The expected commissioning of Barzan natural gas facility could support domestic gas production and contribute positively to Qatar’s growth, Lloyds Bank has said in an overview.
In the medium term, the expansion of North Field gas projects is expected to be completed by 2024, further boosting gas output, it said.
Qatar has been implementing an economic diversification programme to lower its dependency on the hydrocarbon sector, and in December 2018 the country announced it would leave Opec (Organisation of the Petroleum Exporting Countries) in January 2019 to focus its efforts on natural gas.
New projects are planned in infrastructure and telecommunications, and various construction projects are in progress in preparation for the World Cup in 2022. Inflation was estimated to have fallen to -0.6% last year from 0.2% in 2018, Lloyds Bank said.
IMF estimated inflation to decrease to -1.2% in 2020 and increase to 2.4% in 2021 in its latest World Economic Outlook of April 2020; indeed, Qatar has postponed plans to introduce a VAT to 2021 the earliest, suggesting inflation will continue to remain weak this year.
Qatar’s economy started to grow faster after the first quarter of 2019 as government spending rose, particularly with regards to wages in the public sector. This helped boost the economy later in the year, which had showed signs of a slowdown as most major infrastructure and construction projects in relation to the World Cup came to completion, it said.
Nonetheless, general government debt was also estimated to have grown to 53.2% of GDP in 2019, from 48.6% a year earlier, as the country continued to borrow in international markets.
The International Monetary Fund anticipates a debt reduction in the coming years, 48% in 2020 and 43.1% in 2021. Current account surplus narrowed to 2.4% of GDP in 2019 from 8.7% a year earlier as global energy prices fell.
However, the IMF expects this trend to be heavily affected by the negative economic impact of the Covid-19 pandemic and the fall in oil prices. The current account balance should be negative in 2020 and 2021 (-1.9% and -1.8%, respectively), Lloyds Bank said.
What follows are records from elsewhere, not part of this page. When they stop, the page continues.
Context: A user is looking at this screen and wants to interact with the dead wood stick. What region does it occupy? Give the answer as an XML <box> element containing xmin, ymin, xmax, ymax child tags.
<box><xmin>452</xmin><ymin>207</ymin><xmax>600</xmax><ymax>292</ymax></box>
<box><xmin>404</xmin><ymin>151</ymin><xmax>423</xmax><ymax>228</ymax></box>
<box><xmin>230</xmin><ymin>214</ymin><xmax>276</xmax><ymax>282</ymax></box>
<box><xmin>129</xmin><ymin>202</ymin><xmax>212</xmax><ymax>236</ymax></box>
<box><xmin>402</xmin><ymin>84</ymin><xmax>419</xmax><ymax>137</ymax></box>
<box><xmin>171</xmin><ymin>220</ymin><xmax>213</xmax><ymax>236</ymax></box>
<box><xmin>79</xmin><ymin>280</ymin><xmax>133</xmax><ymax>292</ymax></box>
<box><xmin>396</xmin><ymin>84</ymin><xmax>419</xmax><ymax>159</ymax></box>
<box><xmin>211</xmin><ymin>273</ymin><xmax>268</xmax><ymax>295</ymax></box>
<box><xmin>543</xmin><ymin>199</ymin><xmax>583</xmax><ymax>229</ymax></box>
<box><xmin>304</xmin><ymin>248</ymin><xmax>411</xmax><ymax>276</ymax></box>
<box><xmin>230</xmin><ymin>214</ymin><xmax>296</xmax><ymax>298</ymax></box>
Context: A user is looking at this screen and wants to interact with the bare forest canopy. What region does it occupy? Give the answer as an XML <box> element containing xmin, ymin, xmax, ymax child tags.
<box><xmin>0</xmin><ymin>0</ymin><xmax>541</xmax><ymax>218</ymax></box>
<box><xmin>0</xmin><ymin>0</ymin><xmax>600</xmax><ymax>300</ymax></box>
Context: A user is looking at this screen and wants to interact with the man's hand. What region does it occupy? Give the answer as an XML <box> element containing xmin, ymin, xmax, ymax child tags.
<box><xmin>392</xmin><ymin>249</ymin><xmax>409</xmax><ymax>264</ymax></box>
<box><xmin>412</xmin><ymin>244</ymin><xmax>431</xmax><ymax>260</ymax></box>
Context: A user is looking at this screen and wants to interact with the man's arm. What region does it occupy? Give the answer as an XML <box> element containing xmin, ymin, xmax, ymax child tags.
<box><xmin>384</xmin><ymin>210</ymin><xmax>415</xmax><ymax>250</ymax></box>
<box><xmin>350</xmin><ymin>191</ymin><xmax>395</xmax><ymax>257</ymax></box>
Qatar is the world’s leading exporter of liquefied natural gas and holds the third largest gas reserves in the world (estimated at 16% of the global total). The country’s economy is thus heavily concentrated in the gas industry, which represents two-thirds of its GDP and almost 80% of export earnings.
Like other Gulf countries, Qatar has been hit by the global decline in oil prices since 2014.
“However, the economic results have been better than that of its neighbours, due to successful economic diversification, namely via the development of large-scale projects,” Lloyds Bank said.